IFAD's 2019 Rural Development Report focuses on creating opportunities for rural youth. What are the key factors required?
There are three factors that are fundamental to the development of rural youth: productivity, connectivity and agency, which is a sense of empowerment. Regarding productivity, hopefully they will have had a certain amount of education, but that tends to focus on cognitive skills. Young people tend to have less experience with non-cognitive skills like leadership, teamwork, and working well with others, and this matters a lot for productivity.
Being connected is also critical, whether through traditional infrastructure, like roads, or via digital technologies such as mobile phones. It's all about accessing markets and information. The evidence also shows that you need a sense of empowerment to take advantage of the productive skills and the connectivity you have.
Some countries are more advanced in transforming their economies. How can others join them?
There needs to be investment and part of that needs to be in rural areas. Many countries only invest in urban areas, but this just leads to migration. In rural areas, you need to create opportunities, and there is a lot of potential for agriculture to be inclusive. You can invest in agriculture in such a way that it is sustainable and allows small-scale producers to participate. So, the decisions that countries make now can determine whether their young people will be able to participate in the transformation of their economies – or not.
The majority of young people in sub-Saharan Africa will end up in agriculture. The question is whether they are going to be involved in back breaking, staple crop production, or whether there will be a much more dynamic environment to allow agriculture to become a driver of change in rural areas, and create opportunities on and off farms.
Young people can be very good agricultural entrepreneurs. They are tech savvy, and they know how to sell things. Instead of farming themselves, they will buy products from farmers in their communities, process them and sell them on the market, providing income generation for themselves and other young people.
We need to look at the opportunities in the entire food systems and not just in agriculture.
Digital technology is one of the keys to transforming economies. Are infrastructure and investments to support technologies keeping up?
Things are moving in the right direction. There is a lot of opportunity, for example, through the digital revolution, but to take advantage of these opportunities requires investment, and we need to figure out how to make those investments advantageous for young people. There is a lot of talk about digital markets instead of physical markets, which involve a digital platform where buyers and sellers can interact. But this won’t happen automatically – you have to have someone to set that up. You have to make sure that the buyers, like supermarkets and restaurants, are there on that digital platform, then you need to make sure that the seller – either farmers or farmers organisations – are also on this platform. It’s a great example of how to take advantage of the digital revolution, but it requires some action. In particular, we need to show young people that the market is there and they can access it through technology.

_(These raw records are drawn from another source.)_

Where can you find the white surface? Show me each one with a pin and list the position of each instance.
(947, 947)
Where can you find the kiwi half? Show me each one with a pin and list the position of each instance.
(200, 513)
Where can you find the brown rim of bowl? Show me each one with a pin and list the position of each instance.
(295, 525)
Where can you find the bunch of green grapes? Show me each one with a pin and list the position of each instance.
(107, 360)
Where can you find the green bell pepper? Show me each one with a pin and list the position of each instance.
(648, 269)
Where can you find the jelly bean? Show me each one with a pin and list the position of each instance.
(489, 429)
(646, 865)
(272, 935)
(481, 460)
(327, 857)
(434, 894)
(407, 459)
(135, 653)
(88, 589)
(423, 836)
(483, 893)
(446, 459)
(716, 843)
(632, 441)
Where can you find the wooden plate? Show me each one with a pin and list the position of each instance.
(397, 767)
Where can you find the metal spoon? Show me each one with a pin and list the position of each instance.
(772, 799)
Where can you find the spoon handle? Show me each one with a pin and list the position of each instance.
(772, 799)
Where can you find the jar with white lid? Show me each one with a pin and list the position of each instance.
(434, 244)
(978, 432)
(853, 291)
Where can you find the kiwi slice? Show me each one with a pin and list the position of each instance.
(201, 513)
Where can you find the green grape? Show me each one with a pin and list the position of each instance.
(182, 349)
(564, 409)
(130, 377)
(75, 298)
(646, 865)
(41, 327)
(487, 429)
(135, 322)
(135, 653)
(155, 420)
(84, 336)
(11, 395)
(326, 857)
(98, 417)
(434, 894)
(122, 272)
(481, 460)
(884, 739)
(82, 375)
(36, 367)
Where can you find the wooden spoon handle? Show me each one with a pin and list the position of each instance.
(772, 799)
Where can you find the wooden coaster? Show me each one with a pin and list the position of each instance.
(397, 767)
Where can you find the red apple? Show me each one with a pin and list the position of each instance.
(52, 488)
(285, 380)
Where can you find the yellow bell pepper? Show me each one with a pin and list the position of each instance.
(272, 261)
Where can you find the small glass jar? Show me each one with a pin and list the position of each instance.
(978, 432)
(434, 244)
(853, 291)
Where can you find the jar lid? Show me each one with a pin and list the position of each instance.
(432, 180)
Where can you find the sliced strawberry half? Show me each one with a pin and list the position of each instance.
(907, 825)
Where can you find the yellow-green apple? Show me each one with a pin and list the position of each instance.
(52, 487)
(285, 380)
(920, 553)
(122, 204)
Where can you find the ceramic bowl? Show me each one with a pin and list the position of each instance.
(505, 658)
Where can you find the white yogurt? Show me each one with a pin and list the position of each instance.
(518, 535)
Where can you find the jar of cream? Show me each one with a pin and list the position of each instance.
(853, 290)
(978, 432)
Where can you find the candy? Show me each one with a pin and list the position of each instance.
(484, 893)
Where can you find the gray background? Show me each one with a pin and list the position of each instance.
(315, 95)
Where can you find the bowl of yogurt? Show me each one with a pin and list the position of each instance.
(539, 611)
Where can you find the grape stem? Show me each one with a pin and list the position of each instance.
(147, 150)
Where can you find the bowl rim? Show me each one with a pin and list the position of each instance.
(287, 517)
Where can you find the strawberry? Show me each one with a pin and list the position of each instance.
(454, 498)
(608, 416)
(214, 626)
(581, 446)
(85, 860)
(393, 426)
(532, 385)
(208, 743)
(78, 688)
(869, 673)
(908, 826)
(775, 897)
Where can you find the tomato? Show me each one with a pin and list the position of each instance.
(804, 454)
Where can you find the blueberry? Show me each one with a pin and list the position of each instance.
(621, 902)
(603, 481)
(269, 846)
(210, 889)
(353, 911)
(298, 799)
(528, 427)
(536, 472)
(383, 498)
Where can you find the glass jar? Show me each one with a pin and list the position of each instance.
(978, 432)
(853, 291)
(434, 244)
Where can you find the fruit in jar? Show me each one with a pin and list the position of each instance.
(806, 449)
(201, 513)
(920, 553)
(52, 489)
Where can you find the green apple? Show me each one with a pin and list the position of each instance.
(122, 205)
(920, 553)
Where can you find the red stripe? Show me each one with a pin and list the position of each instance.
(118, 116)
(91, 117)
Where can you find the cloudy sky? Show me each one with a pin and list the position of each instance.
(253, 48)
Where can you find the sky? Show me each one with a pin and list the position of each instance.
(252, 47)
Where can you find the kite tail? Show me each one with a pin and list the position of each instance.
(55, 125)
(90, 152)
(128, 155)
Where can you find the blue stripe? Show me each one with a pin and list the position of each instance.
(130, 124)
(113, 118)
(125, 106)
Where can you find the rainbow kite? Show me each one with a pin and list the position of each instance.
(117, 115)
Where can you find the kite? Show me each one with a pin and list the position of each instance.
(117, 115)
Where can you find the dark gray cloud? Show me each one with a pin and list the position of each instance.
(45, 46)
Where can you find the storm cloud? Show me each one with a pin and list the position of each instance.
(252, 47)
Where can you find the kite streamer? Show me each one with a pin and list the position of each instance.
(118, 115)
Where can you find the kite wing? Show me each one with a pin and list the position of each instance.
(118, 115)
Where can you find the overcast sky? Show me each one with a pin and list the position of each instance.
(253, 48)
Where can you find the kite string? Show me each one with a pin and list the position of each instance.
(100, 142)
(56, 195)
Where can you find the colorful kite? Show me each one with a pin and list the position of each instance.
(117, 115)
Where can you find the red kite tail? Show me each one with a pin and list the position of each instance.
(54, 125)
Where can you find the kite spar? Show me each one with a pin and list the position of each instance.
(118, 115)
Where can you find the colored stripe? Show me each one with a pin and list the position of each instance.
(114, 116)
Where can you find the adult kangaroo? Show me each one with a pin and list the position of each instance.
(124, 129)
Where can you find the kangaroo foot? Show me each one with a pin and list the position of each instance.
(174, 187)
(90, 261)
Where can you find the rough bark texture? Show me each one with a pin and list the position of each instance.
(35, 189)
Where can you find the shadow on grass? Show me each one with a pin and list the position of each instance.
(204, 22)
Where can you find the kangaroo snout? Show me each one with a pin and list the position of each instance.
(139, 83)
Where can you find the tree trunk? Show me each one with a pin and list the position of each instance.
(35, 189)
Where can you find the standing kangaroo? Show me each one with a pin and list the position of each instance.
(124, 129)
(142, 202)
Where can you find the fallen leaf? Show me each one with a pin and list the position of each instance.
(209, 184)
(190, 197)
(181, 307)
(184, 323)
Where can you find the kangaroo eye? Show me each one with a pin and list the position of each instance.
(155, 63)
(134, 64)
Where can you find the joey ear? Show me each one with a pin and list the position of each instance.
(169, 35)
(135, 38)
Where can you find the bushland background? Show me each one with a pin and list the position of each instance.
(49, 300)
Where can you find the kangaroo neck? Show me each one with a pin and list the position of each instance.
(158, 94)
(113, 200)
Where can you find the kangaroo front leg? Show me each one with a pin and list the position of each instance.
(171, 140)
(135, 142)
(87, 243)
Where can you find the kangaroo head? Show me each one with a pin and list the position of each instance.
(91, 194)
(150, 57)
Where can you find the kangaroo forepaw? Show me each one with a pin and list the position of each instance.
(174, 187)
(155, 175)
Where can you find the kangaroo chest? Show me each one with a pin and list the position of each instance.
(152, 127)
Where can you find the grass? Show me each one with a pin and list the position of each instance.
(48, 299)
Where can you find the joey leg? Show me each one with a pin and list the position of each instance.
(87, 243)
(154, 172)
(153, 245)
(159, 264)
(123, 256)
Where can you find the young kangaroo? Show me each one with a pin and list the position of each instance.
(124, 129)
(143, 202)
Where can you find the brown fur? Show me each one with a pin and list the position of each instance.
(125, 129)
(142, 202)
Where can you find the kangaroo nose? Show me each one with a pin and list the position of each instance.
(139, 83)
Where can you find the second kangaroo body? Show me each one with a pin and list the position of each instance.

How can young people have more of a say in the opportunities that could be made available to them?
Young people are excluded from a lot of the policymaking and decisions that affect their lives. It’s rare even for ministers of youth to be young, and committees that work with governments on behalf of youth only sometimes include young people. And so, in political processes, young people tend not to be as involved as they should be.
IFAD’s 2019 Rural Development Report mentions the need to actively engage young people in policymaking. That does not mean having a separate youth council, but that youth should be part of the overall conversations about rural development, and investment, so that they are part of the decision-making process.